The chest may very well be a product of the Folwell shop. Sotheby’s calls Folwell “a little-discussed Philadelphia Cabinetmaker” but he has been often discussed here. It is true though that he is not accorded much space in the traditional story of American furniture history. William Macpherson Hornor, Jr. did seek to promote him as one of the more important cabinetmakers working in Philadelphia in the years leading up to the Revolution, even anointing him the “Thomas Chippendale of America”.
But the objects that have been documented to Folwell are outliers and not domestic products for the home, each is institutional in scope and a one-off – the case housing David Rittenhouse’s Orrery, the Speaker’s chair made for the Pennsylvania State House, and the pulpit of Christ Church. The Speaker’s chair and the Christ Church pulpit remain in the place they were made for, the Orrery has been owned by the University of Pennsylvania since it was purchased from Rittenhouse, though located at various Penn buildings. Hornor attributed no domestic furniture forms to Folwell and neither has anyone else to this day. Folwell’s star faded after his appearance in Hornor’s Blue Book. (The case housing the Rittenhouse Orrery is documented to Folwell and his partner at the time, Parnell Gibbs. They also built a second case for a similar Orrery Rittenhouse sold to Princeton University. That case does not survive, and we do not know how similar it might have been to Penn’s Orrery case.)
In 1775 Folwell was taking subscriptions for a publication he intended to produce, “The Gentleman and Cabinet-Maker’s Assistant”, for which he would do the drawings. No copies of this publication exist, it is thought the coming Revolution put a halt to any attempt at production. Had Folwell’s drawings been engraved by John Norman and the volume been issued as intended, Folwell might have found his rightful place in furniture history.
It’s easy to take pot shots at auction catalogue entries but I know they are often rush jobs written by those starting out in the field, but there are some confusing moments in the entry for there chest-on-chest. There is no construction description, so it is unclear what “a few veneer patches, including a three-inch triangular patch to the top left corner of the second drawer from the bottom” means. Are the drawer fronts veneered? This sometimes occurs on mid-18th century Philadelphia furniture with ovolo moulded drawer fronts, but it is rare. I don’t agree that the “its original masterfully carved basket-and-flowers cartouche” is as masterful as any number of other cartouches from this period. I have not examined the chest in person, but in the photos, I can see several repaired breaks and what appear to be later additions – these are notoriously fragile carvings. In the middle of the entry, it is stated that “it is conclusive that John Folwell was the maker of this chest-on-chest.” Why then does the heading for the chest read “attributed to John Folwell”? There are many such inconsistencies and undocumented statements throughout the entry including the assertion that “the exceptional basket-and-flower cartouche and the foliate carved rosettes displayed on this chest are hallmarks of the work of the celebrated immigrant carver, James Reynolds (c. 1736-1794).” The entry does have footnotes, but there isn’t one for this claim. Is this the opinion of the Sotheby’s employee? Of course, the caveat emptor decree included in all auction catalogues allows for any exaggerated claims we might disagree with.

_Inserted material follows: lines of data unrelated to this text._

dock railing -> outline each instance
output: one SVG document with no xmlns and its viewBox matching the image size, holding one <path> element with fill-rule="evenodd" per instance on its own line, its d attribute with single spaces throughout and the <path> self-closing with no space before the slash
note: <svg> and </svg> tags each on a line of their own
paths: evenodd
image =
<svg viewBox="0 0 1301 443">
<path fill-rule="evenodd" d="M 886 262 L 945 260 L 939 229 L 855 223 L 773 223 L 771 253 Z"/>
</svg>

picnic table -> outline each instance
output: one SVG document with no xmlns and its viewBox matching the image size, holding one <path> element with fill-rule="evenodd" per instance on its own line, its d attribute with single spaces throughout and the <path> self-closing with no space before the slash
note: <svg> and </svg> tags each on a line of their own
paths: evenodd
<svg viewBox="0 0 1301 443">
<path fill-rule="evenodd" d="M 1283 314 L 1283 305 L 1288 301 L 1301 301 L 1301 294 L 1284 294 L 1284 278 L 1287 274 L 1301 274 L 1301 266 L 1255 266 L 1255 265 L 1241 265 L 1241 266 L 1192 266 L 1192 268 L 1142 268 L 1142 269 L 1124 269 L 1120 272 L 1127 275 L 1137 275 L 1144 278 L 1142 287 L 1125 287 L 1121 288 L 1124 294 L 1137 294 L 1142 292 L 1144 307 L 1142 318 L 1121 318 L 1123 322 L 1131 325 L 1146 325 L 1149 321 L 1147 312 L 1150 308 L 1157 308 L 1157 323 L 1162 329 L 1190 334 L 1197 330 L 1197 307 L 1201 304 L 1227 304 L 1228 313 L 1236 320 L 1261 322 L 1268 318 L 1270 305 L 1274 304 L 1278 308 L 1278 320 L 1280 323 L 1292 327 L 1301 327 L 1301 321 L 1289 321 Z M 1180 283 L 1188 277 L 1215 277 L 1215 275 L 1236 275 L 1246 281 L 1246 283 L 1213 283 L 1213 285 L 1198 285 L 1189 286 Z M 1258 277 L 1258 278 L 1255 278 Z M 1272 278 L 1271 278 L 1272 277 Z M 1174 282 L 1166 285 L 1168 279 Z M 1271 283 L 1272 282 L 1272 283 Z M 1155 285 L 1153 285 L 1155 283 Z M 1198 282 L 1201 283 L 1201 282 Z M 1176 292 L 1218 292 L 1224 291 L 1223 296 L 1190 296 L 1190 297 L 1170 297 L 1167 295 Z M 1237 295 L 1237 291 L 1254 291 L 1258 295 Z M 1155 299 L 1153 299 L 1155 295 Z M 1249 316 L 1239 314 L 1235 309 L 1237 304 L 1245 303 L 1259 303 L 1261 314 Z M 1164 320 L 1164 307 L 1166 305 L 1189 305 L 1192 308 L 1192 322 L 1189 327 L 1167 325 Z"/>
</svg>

Ultimately, I am excited to find a form that we might consider to be an example of Folwell’s domestic furniture output. I wish Sotheby’s had shown us an image of the entire board so we could see the placement of the initials, or even give us their height. It is so difficult at this time to examine objects in person that more information on this important object in the history of Philadelphia furniture making is an obligation. I would like to be able to compare it with another chest-on-chest in the Dietrich American Foundation I surveyed for the Foundation.
The chests have some striking similarities, particularly the design and execution of the cornice, but also some differences, the mid-mouldings are handled differently. The backs and sides of the drawers of the Foundation’s chest are sweetgum, what species is used for these elements in the chest at Sotheby’s? Someday we hope to have the opportunity to examine this chest-on-chest that never left the Delaware River Valley where it was made until the recent day it was sent to Sotheby’s in New York.